The Tessier-Ashpool family epitomizes the strength of technology and the lessening role of identity in this futuristic society. Tessier-Ashpool gained its fortune from technology and used it to clone Jane and Jean, members of the family. Each of them was cloned ten times, weakening the distinctness of their individuality. Also, Ashpool modified a person to look like 3Jane. At first glance, it appears to be her, but in reality it was just a prostitute. Ashpool is able to use technology to manipulate people’s identity and therefore decline the uniqueness of 3Jane.
Armitage’s identity is also questionable. Armitage is his new persona, completely different from his past, Colonel William Corto. Technology was used to manipulate Corto, completely physically and mentally, in order for him to believe he was his new identity. However, when Armitage starts to break down he reverts back to the past. He starts talking as if he was Corto, his old facade. The reader therefore questions if techonolgy was able to completely replace identity or was the real Corto always still there. With all of the technologic advances to make Corto a new person, he still reverted back. Gibson here demonstrates how the use of technology in this society questions the real role of identity in Armitage.
Gibson delineates through these characters that in such a high technologic world, the uniqueness and individuality of each person can be mutilated. The identity of one person can easily become the identity of someone else. Or even more so the identity of a person can completely change. Gibson perhaps wants the reader to grasp the concept that the most interesting part of human nature is that all of humanity is different, and with technology that facet can unfortunately change.
Case, the protagonist of Neuromancer, fully encapsulates society’s reliance on technology. Humanity completely relies on the use of technology to go through daily life. Previously, Case, a cyberspace cowboy, was able to enter cyberspace and manipulate the digital world. Once he stole from his previous employers, his ability to enter this alternative world was eliminated. Without cyberspace, Case, so reliable on the technology to allow him to escape from reality, feels like the physical world is inherently uninteresting and worthless.
Later in the novel, the audience discovers Armitage, a man who wants to hire Case for his computer hacking skills. Case is immediately uninterested in this criminal activity that abandoned him from entering the technologic world he so loved. Case claimed he is “never gonna punch any deck again, not for you or anybody else” (Gibson, 38). Yet, when Armitage informs Case that he is able to reverse the neural damage that prevents Case from entering cyberspace, Case immediately asks what it will cost him.

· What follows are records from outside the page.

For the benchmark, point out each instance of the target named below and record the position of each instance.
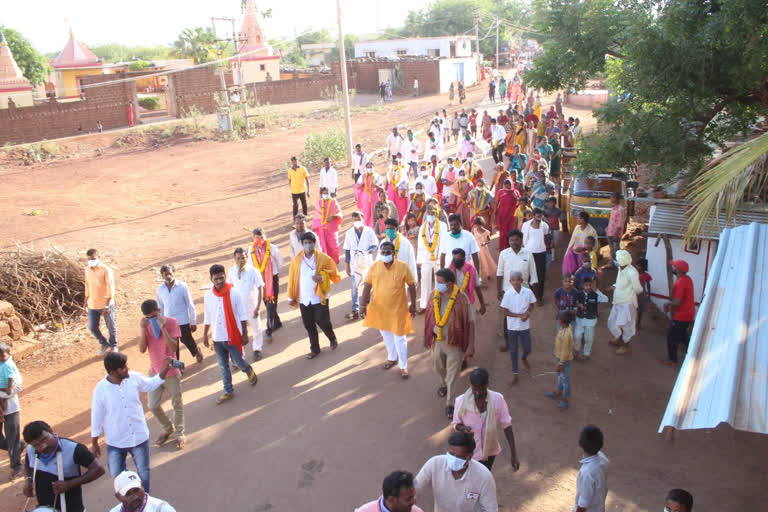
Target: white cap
(126, 481)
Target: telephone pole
(344, 84)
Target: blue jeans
(525, 341)
(353, 290)
(564, 380)
(94, 317)
(225, 351)
(140, 454)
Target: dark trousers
(312, 316)
(488, 462)
(498, 153)
(540, 259)
(299, 197)
(188, 340)
(677, 334)
(11, 441)
(273, 320)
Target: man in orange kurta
(388, 311)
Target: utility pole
(344, 84)
(221, 77)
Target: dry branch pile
(43, 286)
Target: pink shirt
(477, 423)
(616, 222)
(158, 349)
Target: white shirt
(213, 307)
(511, 261)
(533, 238)
(518, 302)
(329, 179)
(307, 285)
(247, 284)
(498, 134)
(153, 505)
(591, 485)
(466, 241)
(404, 253)
(393, 143)
(117, 411)
(429, 184)
(424, 256)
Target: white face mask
(455, 463)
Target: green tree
(687, 76)
(33, 65)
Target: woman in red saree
(506, 204)
(326, 224)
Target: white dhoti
(622, 321)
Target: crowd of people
(419, 244)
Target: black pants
(188, 340)
(677, 334)
(299, 197)
(488, 462)
(273, 320)
(312, 316)
(11, 441)
(498, 153)
(540, 259)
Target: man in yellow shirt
(298, 178)
(389, 311)
(100, 301)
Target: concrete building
(13, 85)
(440, 47)
(260, 64)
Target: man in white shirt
(432, 231)
(132, 497)
(360, 244)
(249, 284)
(534, 232)
(498, 136)
(403, 248)
(458, 238)
(517, 305)
(329, 178)
(459, 483)
(359, 160)
(394, 142)
(226, 320)
(117, 411)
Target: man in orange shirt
(100, 300)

Case so quickly jumps on to any endeavor that lets him use his beloved technology again.
In addition to entering cyberspace, Case uses the flipflop switch to experience what Molly is experiencing at that moment. This combines both Case and Molly’s sensory experiences through the use of technology. The normal world has become outdated and uninteresting to the characters of this novel. Like our world today, they rely heavily on technology, not only to make things easier but also to add life and excitement to the seemingly monotonous world. Case uses technology as an escape from his own reality, entering alternate worlds and even entering realities of others. Case thrives off of technology, as he was depressed and unimpressed with his world without it. Perhaps Gibson is ultimately trying to convey the fact that as technology has so severely evolved, society’s perception of reality without it becomes insipid.